In a January study published by the Pew Research Center, nearly all of the nation’s teens reported using smartphones — most of which come equipped with a bevy of applications engineered for entertainment and engagement.

Oftentimes, that engagement is taking place during school hours.

Reviewing ASD’s cellphone use policy at its Oct. 14 meeting, ASD Board of Education members grappled with the varying approaches to enforcing the policy within the district itself.

In its current form, the general policy acknowledges “personal technology devices” can be potentially useful tools in educational settings, but leaves schools to regulate their usage.

At Pagosa Springs Middle School, for example, cellphone use during the hours of 8 a.m. and 3:25 p.m. is not allowed, while the high school asks teachers to enforce their own rules around cellphone use during instructional time.

“The high school has the most flexibility, where it’s simply saying, teachers, you know your content, you know what you’re teaching, you can figure out how much is enough,” ASD superintendent Rick Holt said, summarizing the high school’s individualized enforcement approach.

For Darcy DeGuise, an English teacher at the high school, the battle for her students’ attention is a daily one — and the competition is stiff.

“I can’t compete with a three-minute Tik Tok video,” DeGuise reported to the board on Nov. 12.
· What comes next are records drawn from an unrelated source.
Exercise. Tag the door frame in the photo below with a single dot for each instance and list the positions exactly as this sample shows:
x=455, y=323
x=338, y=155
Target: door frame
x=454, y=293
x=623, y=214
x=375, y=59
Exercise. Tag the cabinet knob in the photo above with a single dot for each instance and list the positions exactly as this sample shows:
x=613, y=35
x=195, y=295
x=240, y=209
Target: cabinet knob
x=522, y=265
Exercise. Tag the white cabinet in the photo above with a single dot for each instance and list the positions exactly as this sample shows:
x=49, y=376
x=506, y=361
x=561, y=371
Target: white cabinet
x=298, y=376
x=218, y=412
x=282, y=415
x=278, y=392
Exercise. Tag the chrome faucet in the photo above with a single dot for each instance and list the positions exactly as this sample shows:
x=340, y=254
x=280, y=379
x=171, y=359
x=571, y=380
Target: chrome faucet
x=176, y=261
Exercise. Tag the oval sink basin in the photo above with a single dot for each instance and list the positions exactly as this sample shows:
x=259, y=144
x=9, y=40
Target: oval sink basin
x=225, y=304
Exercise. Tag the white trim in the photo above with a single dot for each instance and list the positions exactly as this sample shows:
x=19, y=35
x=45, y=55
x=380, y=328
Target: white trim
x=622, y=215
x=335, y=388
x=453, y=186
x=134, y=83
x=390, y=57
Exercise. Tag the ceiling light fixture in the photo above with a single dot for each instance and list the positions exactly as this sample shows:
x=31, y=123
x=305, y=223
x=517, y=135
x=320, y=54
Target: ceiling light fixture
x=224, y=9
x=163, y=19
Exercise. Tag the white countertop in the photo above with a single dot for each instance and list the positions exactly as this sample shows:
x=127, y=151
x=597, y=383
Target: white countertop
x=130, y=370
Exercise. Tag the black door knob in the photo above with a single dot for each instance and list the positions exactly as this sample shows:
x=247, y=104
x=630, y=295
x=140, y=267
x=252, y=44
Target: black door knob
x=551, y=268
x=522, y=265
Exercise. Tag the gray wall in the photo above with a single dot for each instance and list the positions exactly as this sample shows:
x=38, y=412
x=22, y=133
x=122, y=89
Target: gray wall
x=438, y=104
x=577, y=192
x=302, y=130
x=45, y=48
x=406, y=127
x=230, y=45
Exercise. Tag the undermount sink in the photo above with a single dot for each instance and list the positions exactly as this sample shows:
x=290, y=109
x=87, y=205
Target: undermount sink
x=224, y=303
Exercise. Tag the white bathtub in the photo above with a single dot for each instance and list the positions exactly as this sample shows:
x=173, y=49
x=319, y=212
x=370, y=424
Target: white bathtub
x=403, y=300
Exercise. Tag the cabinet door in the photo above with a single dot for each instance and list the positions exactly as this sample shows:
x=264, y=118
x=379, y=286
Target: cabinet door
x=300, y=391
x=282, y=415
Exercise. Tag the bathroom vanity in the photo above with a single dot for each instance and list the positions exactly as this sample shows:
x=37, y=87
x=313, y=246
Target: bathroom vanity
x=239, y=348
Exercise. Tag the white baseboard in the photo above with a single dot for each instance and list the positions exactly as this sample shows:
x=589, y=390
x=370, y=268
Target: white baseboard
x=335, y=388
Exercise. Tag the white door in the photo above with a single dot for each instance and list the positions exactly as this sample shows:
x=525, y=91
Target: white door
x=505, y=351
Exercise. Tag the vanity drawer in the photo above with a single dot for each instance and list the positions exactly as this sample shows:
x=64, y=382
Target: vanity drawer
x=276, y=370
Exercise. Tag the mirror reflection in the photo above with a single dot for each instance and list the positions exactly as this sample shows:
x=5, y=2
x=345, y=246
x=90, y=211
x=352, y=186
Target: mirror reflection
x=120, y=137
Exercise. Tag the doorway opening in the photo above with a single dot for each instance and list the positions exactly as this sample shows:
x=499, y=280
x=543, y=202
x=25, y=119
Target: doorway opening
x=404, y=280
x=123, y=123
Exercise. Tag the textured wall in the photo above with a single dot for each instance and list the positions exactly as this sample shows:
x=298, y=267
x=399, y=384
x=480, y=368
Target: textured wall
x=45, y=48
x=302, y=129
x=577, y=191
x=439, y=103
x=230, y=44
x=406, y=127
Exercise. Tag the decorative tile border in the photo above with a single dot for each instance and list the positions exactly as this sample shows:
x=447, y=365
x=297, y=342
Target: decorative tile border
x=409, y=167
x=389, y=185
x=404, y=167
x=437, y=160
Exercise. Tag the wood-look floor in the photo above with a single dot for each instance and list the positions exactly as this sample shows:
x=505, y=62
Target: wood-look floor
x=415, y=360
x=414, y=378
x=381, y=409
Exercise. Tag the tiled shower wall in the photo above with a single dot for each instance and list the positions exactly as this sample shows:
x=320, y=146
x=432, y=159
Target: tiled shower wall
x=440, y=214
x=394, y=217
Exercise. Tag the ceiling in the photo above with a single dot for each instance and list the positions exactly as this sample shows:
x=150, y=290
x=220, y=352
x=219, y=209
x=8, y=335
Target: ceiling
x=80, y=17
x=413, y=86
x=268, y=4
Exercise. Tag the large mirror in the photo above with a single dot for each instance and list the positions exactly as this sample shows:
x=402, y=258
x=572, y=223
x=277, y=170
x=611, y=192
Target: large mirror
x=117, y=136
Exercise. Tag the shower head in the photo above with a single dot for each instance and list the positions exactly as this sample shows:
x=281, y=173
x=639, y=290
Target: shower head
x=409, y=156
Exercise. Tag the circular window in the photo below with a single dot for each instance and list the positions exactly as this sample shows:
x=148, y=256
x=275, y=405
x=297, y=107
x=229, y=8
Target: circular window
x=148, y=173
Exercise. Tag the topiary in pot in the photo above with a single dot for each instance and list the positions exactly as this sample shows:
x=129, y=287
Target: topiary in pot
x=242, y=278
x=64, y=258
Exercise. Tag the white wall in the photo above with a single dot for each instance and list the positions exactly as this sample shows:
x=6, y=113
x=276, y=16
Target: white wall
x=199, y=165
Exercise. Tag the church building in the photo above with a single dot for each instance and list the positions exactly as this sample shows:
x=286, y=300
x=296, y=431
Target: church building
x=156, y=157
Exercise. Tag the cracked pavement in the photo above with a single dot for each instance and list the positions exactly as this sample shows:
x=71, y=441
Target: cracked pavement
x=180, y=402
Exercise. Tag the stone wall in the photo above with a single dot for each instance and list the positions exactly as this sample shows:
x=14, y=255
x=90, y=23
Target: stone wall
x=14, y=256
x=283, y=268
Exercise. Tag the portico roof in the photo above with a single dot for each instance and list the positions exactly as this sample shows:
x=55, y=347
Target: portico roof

“As effervescent and engaging as I might be, I cannot compete with someone who is demure or nonchalant,” she added with a chuckle, referring to recent social media trends and the smorgasbord of content luring student attention away.

It’s not for lack of trying, she noted, but according to DeGuise, what’s lost in efforts to curb student cellphone use is valuable instructional time.

“I find that it is a huge time suck,” she said. “It is a fight every single day to get them to put their cellphones up, to put [them] in a cellphone pocket.”

A more comprehensive, school-wide policy regarding the use of smartphones in the high school’s classrooms would be supportive of other teachers facing similar challenges, DeGuise suggested.

“I think that it would be something worth considering and worth continuing to discuss, and not just leave it up to individual teachers, because it is a burden,” she said.

Research indicates DeGuise is not alone.

According to a fall 2023 survey, also conducted by the Pew Research Center, 72 percent of U.S. high school teachers said cellphone distraction is a major problem in the classroom, compared with 33 percent of middle school teachers and 6 percent of elementary school teachers.

In that survey, high school teachers were the least likely to say their school district has policies regarding student use of cellphones in the classroom, and, of those with a policy, high school teachers were the most likely to say the policies are difficult to enforce.

According to Holt, regulating young people’s relationship with their phones is an undertaking fraught with complexities that, to be effective, likely needs to extend beyond the school day.

“We are dealing with kids who are up reading uncontrollable content without parental supervision, who come in with wild ideas about what life is like out in the world and what it means to be attractive, or what it means to be successful,” Holt said. “We’re trying to manage that situation as best we can.

“[This] is a problem for our community, and it is so massive, it sometimes makes me a little nauseous trying to figure out how would we resolve that. How do we do it? I do think it’s through a long educational campaign, much the way that society fought big tobacco. That’s what it’s going to take.”